The second solution is to have the joint owners sign an agreement that they will share the costs and benefits of the patent. This solves the problems of joint ownership though a negotiated agreement.

Key provisions of such an agreement include:

  • A mechanism for making decisions about prosecution of the patent
  • A mechanism for making decisions about enforcement of the patent
  • An apportionment of costs of obtaining, maintaining, licensing, and enforcing patents
  • A mechanism for addressing joint owners who do not pay their share of costs
  • An apportionment of revenue from using, licensing, and enforcing the patent
  • A duty to join in infringement actions

For reference, the Federal Circuit has stated that a joint invention is simply the product of a collaboration between two or more persons working together to solve the problem addressed.

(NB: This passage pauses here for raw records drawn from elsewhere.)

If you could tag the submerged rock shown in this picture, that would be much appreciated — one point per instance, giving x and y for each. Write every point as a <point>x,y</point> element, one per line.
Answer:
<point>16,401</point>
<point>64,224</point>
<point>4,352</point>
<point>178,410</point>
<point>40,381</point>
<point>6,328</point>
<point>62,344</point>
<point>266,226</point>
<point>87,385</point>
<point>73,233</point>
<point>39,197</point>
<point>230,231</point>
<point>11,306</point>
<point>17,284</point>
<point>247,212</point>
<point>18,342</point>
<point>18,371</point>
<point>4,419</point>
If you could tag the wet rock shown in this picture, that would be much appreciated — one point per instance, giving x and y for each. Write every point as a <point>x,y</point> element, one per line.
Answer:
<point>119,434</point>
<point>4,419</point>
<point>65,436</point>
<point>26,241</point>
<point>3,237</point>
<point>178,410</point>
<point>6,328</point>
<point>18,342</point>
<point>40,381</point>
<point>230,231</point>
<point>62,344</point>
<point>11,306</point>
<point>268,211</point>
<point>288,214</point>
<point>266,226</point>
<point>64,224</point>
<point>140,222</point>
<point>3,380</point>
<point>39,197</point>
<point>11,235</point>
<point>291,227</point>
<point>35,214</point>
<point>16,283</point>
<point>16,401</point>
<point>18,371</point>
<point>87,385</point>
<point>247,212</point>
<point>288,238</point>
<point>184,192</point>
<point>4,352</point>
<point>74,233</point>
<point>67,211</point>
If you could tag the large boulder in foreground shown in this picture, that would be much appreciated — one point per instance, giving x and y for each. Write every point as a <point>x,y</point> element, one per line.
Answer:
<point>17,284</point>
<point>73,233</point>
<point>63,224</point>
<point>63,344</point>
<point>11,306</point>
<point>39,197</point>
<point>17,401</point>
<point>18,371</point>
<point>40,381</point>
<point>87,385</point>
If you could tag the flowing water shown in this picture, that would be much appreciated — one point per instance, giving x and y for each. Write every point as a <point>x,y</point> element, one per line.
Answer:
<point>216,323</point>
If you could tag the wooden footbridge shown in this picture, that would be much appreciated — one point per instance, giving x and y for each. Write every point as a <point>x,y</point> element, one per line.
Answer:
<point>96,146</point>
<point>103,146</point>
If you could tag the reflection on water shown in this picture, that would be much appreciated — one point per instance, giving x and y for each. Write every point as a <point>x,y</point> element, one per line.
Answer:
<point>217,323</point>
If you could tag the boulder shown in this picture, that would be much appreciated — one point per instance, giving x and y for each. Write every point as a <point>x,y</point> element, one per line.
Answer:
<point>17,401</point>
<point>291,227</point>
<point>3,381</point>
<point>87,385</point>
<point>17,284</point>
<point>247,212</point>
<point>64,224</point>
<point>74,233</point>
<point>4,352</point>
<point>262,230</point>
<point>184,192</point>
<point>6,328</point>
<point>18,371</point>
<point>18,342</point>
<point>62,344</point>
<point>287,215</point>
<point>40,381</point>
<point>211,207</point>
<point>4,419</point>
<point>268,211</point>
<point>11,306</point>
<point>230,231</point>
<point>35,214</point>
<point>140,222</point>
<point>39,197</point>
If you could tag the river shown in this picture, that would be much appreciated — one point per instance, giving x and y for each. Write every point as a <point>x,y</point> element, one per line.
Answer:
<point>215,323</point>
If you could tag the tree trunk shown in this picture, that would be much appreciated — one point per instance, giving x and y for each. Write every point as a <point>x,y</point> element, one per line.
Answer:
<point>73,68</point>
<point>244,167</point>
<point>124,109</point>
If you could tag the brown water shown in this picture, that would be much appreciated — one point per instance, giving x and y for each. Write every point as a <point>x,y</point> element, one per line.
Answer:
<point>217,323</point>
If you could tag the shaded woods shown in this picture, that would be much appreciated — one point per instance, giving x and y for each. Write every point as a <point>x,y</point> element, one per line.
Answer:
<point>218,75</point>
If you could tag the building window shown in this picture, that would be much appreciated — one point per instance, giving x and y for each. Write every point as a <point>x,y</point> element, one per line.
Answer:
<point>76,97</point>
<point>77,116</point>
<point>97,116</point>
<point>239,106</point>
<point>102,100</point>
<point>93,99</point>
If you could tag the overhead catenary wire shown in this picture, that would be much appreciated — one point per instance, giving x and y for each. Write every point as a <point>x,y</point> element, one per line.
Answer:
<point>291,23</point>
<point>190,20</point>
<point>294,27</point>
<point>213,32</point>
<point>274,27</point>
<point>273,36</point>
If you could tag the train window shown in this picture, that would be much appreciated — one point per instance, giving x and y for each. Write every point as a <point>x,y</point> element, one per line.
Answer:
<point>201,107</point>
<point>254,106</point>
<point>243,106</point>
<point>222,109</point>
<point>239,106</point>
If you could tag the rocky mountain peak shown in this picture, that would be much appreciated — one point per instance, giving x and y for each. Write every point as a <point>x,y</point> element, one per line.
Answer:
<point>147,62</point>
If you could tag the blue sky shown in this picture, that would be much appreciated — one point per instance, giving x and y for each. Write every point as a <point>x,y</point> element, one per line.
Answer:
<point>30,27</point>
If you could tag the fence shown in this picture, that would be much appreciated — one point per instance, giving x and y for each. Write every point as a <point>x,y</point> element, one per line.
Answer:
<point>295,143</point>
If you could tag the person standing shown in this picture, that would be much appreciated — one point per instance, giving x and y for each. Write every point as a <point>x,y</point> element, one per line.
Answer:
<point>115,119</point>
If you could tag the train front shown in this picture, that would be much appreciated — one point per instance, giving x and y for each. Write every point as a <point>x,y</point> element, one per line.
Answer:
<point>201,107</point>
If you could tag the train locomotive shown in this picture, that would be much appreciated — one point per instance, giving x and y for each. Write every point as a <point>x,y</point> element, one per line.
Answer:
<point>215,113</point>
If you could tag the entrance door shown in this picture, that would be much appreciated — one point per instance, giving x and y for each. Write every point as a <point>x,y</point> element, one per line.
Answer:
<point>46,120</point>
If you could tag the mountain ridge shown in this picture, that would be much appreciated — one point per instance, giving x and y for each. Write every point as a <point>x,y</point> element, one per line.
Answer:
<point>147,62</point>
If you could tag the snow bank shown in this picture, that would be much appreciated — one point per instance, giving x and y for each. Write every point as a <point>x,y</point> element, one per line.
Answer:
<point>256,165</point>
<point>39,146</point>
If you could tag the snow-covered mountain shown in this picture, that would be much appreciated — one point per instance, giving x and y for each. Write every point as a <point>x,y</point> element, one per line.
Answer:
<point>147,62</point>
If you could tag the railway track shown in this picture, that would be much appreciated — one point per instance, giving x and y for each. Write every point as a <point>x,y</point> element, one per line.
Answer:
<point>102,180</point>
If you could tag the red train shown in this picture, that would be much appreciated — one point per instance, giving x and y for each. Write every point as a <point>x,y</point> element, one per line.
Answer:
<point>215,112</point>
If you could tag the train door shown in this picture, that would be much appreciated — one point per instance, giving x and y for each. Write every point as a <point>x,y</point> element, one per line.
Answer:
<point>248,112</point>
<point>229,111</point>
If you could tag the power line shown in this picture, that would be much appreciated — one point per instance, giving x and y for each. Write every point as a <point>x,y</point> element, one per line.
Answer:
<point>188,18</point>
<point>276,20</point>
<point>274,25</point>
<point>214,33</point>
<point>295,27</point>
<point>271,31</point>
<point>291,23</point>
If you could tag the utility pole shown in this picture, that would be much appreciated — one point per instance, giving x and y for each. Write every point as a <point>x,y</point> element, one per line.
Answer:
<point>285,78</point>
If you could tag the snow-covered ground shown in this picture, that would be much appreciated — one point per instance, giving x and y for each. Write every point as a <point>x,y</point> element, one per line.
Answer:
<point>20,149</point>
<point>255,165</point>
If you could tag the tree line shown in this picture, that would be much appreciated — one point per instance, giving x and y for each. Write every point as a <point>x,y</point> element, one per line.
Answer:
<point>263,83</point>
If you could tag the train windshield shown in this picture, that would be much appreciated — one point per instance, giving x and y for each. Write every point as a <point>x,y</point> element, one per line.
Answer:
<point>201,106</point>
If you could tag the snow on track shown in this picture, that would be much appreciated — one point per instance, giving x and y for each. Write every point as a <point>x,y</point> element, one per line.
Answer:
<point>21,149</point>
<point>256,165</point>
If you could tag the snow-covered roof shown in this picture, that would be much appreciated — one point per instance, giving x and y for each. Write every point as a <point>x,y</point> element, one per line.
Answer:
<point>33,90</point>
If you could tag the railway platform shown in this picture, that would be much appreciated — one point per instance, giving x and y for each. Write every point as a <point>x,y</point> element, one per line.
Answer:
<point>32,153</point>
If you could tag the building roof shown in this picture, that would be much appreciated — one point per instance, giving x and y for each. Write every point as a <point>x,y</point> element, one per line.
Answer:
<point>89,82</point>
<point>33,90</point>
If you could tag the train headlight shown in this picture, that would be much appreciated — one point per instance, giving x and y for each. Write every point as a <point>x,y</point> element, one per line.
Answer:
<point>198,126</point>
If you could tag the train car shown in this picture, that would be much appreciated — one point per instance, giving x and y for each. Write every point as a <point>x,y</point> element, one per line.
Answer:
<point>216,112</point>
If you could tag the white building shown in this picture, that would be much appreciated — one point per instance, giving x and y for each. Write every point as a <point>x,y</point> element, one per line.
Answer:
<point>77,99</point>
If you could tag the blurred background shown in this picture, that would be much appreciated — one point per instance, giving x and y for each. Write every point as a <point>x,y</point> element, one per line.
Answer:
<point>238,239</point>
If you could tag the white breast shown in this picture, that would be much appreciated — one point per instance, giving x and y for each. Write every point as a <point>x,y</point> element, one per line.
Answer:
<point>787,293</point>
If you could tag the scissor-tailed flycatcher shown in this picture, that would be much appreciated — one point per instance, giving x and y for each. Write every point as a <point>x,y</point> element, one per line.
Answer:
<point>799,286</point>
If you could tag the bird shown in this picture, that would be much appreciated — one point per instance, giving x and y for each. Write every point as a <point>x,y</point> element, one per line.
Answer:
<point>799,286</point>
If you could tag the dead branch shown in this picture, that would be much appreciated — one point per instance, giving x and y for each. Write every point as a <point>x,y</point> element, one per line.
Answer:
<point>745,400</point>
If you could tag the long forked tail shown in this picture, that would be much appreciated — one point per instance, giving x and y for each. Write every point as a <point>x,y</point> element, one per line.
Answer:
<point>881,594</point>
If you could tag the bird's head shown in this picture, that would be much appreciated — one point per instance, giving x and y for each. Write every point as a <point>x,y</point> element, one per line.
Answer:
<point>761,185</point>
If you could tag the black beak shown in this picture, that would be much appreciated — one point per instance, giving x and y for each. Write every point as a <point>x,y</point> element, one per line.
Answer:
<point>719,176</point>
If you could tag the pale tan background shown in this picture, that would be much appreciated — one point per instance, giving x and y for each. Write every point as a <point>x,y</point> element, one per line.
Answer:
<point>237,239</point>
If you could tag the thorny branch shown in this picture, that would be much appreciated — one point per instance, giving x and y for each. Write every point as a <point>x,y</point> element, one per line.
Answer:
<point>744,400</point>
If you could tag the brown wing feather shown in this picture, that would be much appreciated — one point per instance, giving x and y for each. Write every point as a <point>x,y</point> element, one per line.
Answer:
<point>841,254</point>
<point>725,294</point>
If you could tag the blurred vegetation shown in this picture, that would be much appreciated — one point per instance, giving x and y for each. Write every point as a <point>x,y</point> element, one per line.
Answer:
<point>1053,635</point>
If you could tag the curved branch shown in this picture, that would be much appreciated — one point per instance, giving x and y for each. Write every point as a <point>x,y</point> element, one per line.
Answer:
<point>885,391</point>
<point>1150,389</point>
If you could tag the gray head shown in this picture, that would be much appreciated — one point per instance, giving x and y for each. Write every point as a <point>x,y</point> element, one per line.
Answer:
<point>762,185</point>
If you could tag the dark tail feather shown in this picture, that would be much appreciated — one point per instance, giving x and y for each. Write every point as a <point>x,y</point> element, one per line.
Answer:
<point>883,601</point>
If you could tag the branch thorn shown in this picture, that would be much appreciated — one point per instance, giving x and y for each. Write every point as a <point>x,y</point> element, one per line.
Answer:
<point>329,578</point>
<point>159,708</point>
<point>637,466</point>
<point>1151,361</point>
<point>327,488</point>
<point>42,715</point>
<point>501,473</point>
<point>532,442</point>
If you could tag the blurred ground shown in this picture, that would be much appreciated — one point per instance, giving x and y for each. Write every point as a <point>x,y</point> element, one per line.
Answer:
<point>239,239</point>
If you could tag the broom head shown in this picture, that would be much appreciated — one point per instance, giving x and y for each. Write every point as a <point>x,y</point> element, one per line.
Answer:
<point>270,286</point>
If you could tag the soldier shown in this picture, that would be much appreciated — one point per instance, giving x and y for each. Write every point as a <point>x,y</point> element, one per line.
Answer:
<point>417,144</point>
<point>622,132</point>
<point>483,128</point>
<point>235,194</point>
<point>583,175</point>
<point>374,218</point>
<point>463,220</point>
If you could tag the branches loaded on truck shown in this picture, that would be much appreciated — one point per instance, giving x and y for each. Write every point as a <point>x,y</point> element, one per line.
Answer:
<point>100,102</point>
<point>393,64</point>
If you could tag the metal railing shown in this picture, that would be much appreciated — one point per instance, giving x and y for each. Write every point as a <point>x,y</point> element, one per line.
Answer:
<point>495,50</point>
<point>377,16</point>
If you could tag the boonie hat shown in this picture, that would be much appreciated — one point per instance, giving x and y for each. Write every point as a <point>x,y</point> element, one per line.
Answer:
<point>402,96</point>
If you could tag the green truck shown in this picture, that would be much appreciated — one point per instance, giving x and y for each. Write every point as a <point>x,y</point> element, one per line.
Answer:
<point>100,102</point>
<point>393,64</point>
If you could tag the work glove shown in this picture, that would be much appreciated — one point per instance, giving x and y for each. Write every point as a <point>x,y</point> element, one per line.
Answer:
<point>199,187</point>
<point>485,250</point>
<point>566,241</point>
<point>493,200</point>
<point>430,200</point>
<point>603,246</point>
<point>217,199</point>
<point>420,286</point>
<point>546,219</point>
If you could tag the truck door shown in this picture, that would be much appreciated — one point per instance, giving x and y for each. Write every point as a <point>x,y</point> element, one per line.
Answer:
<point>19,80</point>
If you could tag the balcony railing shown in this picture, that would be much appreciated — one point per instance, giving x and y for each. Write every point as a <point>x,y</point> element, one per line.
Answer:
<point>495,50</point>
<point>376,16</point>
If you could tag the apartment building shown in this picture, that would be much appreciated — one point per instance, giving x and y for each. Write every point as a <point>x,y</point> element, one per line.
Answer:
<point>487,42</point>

To be a joint inventor, one must:

  1. Contribute in some significant manner to the conception or reduction to practice of the invention.
  2. Make a contribution to the claimed invention that is not insignificant in quality when that contribution is measured against the dimension of the full invention.
  3. Do more than merely explain to the real inventors well-known concepts and/or the current state of the art.

There is no explicit lower limit on the quantum or quality of inventive contribution required for a person to qualify as a joint inventor. People may be joint inventors even though they do not physically work on the invention together or at the same time, and even though each does not make the same type or amount of contribution.